When the patient is unable to breathe well, the doctors put the patient on a ventilator, which assists his/her in breathing. At times, the ventilator is used inside an operation theatre to facilitate surgery.
The doctor does this process by passing a small tube (Endotracheal Tube), under anaesthesia, through the mouth which connects the patient to a machine, helping the patient to breathe. This machine is called the ventilator, and the entire process is called ‘Mechanical Ventilation.’
New generation ventilators are advanced and come equipped with software and microprocessor technology, which helps to make the entire process safe and effective.
They help make the process of ventilation much easier by effectively synchronising with the patients breathing. In this setting, Intensive Care Unit (ICU) nurses and doctors, called as Critical Care Specialist or Intensivists, care for the patients on a ventilator.
Generally, when the patient is put on a ventilator, they are sedated, and an ample amount of analgesia is administered to help them get rest, and remain pain-free, which is why the patients may also look sleepy.
However, it is crucial to understand that the ventilator is only respiratory support; while the heart and the rest of the organs function naturally. The flow of oxygen will help the other organs to function.
At such times, the patient will not be able to speak as the Endotracheal Tube passes through the voice box. Even though the patient cannot speak, he or she may able to see, hear, and understand what one says.
Patients, when recovering, may be able to communicate by writing on a pad of paper. They could also communicate with other techniques, for example by gestures, or by using software or iPad-based applications like the Vocaliser used in the author’s hospital.

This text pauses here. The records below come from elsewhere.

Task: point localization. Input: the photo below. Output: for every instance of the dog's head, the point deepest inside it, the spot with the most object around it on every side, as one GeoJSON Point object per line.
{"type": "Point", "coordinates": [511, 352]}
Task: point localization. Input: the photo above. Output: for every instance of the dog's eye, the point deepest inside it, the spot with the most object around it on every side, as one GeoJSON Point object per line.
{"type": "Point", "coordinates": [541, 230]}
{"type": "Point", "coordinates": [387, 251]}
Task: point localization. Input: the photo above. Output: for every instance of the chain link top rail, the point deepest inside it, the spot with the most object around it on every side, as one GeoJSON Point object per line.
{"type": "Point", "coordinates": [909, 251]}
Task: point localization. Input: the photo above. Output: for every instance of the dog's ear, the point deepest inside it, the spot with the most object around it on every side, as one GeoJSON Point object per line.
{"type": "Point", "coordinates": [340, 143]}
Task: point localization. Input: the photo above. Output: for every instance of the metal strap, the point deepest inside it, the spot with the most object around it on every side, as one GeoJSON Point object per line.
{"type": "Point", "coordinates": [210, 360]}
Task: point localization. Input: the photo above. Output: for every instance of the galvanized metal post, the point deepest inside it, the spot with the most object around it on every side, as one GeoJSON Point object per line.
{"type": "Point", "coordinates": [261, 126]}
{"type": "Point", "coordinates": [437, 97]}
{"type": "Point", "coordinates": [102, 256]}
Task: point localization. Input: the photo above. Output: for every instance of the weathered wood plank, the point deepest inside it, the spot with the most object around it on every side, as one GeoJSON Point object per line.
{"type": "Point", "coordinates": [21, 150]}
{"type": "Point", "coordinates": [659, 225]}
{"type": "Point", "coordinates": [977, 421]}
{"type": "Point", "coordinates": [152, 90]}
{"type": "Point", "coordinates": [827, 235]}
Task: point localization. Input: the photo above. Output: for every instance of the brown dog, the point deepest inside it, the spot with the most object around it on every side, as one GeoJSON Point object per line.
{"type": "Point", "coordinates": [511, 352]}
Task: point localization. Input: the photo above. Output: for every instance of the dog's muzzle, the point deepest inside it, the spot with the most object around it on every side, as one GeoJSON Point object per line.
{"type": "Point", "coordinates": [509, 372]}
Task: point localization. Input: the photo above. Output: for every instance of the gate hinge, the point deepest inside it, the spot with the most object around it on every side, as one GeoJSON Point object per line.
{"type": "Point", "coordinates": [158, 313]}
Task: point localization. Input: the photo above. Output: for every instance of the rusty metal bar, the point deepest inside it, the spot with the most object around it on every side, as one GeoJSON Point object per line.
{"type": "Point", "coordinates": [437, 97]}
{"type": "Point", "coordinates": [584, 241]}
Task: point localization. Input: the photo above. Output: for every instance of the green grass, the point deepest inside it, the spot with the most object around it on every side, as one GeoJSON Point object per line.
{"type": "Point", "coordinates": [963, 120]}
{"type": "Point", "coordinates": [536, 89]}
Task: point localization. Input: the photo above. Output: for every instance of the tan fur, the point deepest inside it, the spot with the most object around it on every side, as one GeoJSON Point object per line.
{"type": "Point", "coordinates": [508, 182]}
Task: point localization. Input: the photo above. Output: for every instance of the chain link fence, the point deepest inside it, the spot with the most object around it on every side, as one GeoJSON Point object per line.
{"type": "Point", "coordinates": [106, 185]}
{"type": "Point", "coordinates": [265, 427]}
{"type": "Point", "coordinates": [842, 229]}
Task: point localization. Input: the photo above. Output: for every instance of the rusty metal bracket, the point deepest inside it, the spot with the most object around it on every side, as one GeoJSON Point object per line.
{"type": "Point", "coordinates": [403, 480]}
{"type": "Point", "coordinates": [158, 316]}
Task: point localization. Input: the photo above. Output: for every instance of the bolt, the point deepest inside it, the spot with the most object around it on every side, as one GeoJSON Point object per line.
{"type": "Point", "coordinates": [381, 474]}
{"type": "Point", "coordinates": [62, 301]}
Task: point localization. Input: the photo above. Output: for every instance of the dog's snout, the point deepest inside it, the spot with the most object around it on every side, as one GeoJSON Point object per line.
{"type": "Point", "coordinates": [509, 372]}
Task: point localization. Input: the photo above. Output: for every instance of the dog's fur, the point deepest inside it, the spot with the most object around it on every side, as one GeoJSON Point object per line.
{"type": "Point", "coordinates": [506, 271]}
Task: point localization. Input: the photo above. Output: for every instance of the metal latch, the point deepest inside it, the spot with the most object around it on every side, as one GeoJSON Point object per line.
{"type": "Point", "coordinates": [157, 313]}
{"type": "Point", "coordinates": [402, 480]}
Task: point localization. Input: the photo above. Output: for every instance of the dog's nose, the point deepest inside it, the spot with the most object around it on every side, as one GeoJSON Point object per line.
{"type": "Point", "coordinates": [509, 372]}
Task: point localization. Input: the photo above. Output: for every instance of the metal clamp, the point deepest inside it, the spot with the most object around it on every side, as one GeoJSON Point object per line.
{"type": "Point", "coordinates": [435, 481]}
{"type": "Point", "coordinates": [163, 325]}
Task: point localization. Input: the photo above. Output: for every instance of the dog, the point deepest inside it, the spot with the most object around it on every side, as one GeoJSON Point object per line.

As the patient starts improving the ventilator support is gradually reduced; this process is called – weaning from the ventilator. Non-critical patients are supported by non-invasive ventilation.
For non-invasive ventilation, the patient may be connected to the ventilator without an Endotracheal Tube, but through a mask.
Here the patient can speak, eat, and cough normally. In the author’s opinion, if there is something that has changed healthcare in a big way, it is the development of this advanced, safe, effective, lifesaving technology, called the ventilator.